The two kilometres of medieval walls interrupted by 24 majestic hexagonal towers up to 19 meters high are the flagship of Montagnana, a defensive outpost since ancient times. The ancient Palio di Montagnana is still held here. At Porta Padova, the Castle of St. Zeno is worth a visit, while on the opposite side stands the Rocca degli Alberi. The imposing complex protects as many masterpieces as the Duomo with a canvas by Paolo Veronese, or the church of San Benedetto, where a canvas by Palma il Giovane is kept.


Food and wine delight: Montagnana ham The popularity of the town is also linked to the food and wine for the production of the DOP Veneto Berico ham and for its festival: the Ham Festival.


The history of Montagnana


Located in the heart of the fertile plain between the Adige and the Euganean hills, Montagnana was built in Roman times to defend the river that lapped it before 589 AD, the year in which a route downstream from Verona diverted its course towards the south. Once the Lombard capital, the town passed to the Este family in the 11th century, who turned it into an important fortified village that then fell into the hands of the Ezzelini and then became part of the territories of the Carraresi, lords of Padua, before the final subjugation to the Republic of Venice in 1405. That the city has had important medieval past is evident by looking at the turreted profile of its walls, one of the most beautiful and best preserved in Europe; it draws an irregular rectangle, with a perimeter of almost two kilometres, in which four doors open allowing access to the historic centre, whose building fabric has continued to stratify since the thirteenth century.

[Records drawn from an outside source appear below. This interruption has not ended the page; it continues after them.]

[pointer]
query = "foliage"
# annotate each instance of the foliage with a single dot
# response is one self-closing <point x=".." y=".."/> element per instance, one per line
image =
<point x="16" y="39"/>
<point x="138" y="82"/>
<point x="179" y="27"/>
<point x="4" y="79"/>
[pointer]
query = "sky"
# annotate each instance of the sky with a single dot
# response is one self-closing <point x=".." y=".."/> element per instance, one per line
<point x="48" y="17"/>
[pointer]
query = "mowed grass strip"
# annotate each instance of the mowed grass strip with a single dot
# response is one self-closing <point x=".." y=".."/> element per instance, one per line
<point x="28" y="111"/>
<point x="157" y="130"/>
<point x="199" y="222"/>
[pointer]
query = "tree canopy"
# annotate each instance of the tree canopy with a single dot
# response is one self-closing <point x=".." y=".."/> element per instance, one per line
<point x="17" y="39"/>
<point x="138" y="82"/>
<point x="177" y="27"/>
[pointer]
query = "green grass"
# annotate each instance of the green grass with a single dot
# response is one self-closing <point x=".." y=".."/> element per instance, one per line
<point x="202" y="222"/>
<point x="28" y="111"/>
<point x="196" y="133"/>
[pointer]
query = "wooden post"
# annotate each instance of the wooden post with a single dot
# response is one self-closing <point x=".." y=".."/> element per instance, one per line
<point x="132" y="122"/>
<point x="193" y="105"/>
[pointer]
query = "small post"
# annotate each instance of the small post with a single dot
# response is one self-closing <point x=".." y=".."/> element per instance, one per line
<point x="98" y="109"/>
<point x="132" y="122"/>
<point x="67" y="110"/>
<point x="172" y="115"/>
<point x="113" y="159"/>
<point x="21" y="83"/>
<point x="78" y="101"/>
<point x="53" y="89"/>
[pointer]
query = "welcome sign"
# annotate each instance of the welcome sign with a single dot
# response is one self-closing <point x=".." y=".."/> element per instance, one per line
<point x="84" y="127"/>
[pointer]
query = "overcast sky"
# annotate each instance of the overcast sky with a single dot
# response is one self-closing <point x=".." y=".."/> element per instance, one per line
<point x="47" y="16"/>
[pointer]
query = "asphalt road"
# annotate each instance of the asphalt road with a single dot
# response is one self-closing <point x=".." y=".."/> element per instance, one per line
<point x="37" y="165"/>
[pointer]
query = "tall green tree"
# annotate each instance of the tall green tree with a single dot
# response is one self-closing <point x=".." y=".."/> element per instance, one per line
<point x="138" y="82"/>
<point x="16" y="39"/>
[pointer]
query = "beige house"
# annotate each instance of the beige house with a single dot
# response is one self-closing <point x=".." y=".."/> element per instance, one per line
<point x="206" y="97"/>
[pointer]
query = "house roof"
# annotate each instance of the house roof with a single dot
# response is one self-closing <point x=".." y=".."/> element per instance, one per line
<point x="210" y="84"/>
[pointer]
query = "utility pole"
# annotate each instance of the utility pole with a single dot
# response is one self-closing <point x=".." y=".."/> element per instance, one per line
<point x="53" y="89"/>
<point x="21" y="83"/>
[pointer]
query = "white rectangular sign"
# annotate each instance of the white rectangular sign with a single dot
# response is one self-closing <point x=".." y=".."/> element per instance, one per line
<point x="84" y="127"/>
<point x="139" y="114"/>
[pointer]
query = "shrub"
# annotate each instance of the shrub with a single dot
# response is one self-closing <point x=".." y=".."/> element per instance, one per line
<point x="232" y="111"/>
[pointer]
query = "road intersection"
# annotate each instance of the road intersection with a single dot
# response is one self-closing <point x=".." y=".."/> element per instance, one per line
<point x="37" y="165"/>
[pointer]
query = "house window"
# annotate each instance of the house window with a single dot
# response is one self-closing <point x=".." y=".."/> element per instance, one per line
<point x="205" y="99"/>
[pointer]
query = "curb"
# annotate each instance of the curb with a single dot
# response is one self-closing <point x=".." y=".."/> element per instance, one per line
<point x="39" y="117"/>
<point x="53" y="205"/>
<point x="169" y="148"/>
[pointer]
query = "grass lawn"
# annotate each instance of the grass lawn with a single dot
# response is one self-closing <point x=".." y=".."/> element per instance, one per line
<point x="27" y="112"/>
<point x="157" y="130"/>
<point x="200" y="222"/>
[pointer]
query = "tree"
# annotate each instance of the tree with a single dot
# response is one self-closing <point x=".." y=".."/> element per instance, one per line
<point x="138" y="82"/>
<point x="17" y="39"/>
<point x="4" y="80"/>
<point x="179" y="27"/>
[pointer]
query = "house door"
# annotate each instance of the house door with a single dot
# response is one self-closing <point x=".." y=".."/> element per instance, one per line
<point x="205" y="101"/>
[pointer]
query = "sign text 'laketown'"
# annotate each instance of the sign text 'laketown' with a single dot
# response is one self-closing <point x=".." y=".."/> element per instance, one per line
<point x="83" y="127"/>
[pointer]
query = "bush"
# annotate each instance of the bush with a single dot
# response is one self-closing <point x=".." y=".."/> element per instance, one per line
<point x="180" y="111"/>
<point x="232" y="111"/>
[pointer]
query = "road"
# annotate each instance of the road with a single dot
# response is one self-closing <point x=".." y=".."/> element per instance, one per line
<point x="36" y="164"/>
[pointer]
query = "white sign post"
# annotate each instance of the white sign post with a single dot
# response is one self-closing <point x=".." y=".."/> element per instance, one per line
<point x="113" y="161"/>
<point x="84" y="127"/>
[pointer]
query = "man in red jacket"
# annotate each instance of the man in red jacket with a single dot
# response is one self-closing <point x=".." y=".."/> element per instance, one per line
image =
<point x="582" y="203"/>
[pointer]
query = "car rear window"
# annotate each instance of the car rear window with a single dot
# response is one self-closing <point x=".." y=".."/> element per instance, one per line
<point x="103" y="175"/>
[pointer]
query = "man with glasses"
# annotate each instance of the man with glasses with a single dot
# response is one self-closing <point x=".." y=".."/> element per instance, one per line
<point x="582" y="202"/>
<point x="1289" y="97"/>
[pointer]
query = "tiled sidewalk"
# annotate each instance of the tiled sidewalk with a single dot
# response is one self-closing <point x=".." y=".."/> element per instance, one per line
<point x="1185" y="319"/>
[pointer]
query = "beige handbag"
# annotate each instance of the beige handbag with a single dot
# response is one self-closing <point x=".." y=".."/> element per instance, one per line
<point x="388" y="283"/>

The moat used to be all around it and is now filled and covered with a grassy mantle that creates a harmonious green frame around the twenty-four polygonal towers connected by a curtain on which runs a walkway of almost two meters wide runs. Raised, demolished and redesigned several times, the wall of Montagnana took on its definitive shape around 1360 at the behest of Francesco il Vecchio da Carrara, who added the Rocca degli Alberi, a mighty fortification with three buildings and a keep about 35 meters high, to guard the western gate; instead, to the east was the Castle of San Zeno, the oldest nucleus of the fortified wall, already strengthened by Ezzelino da Romano with a 38-meter keep in 1242.


After passing the military bulwark, you enter the heart of the medieval village, following via Carrarese that overlooks a remarkable fifteenth-sixteenth-century porticoed buildings, until you reach the cathedral, a Gothic-Renaissance remake of a previous Romanesque church. Started in 1431 and completed in 1502, it features a portal attributed to Sansovino that introduces an interior enriched by numerous works of art, with altarpieces and frescoes from the early 16th century - created by the Vicenza painter Giovanni Buonconsiglio - and a Transfiguration by Veronese (1555).


Among the civil buildings there is Villa Pisani, just outside the walls, built in 1553-1555 on a design by Andrea Palladio; the cubic-shaped building has a façade moved by a two-level loggia with half-columns, tympanum and an elegant rusticated frieze that acts as a string course.